Illustrative material: The block in Section 4 labelled ILLUSTRATIVE FORMAT (the bngxdpctl antispoof show IPv6 allow-set / pass-drop example) is a representative illustration of the per-subscriber v6 BCP38 mechanism, not a verbatim capture; all IPv6 addresses shown use the RFC 3849 documentation prefix 2001:db8::/32 and are not real subscriber addresses. The exact CLI flags, field labels and output layout shown are representative and may differ from a given release. The bngxdpctl capacity headroom snapshot in Section 6 reflects the real, separately-tracked IPv4/IPv6 subscriber counts and the 131,072 table maximum on a live production access node; the surrounding capacity view is the standard tool output. Node names in this document are generic (e.g. NodeA) and do not identify a specific operator's network.
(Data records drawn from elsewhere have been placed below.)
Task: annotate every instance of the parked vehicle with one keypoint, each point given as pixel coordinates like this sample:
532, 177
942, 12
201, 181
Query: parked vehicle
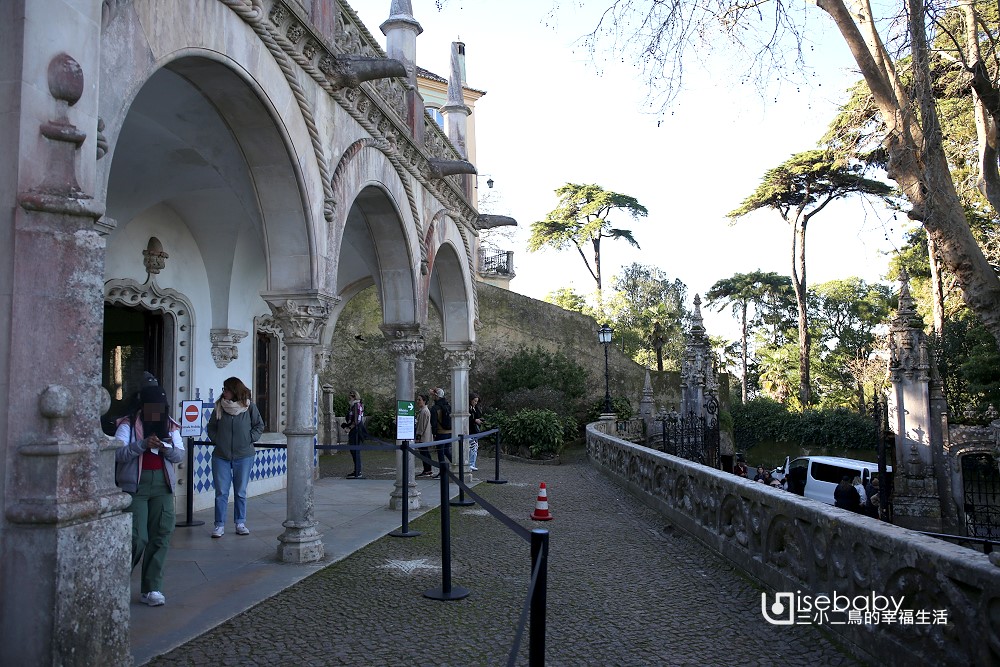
817, 477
Honest caveats: IPv6 L4 handling matured across releases; the current QoS-only and full-CGNAT operating modes both forward and police IPv6. DS-Lite applies specifically to IPv6-only access deployments. The IPv4-pool-relief benefit is real but deployment-dependent: the magnitude of CGNAT, public-IPv4-pool and translation-log relief depends on how much of each subscriber's traffic actually flows over IPv6 (driven by "happy eyeballs" client behaviour and content availability), and is therefore a function of v6 traffic share rather than a fixed guarantee. IPv6 anti-spoof enforce should be validated in observe mode before being armed on a given deployment, using the same load-stability discipline as the IPv4 anti-spoof. Prepared as a management and technical overview for large-scale operators. Native IPv6 & Dual-Stack is a capability of the BNGSOFT XDP BNG product.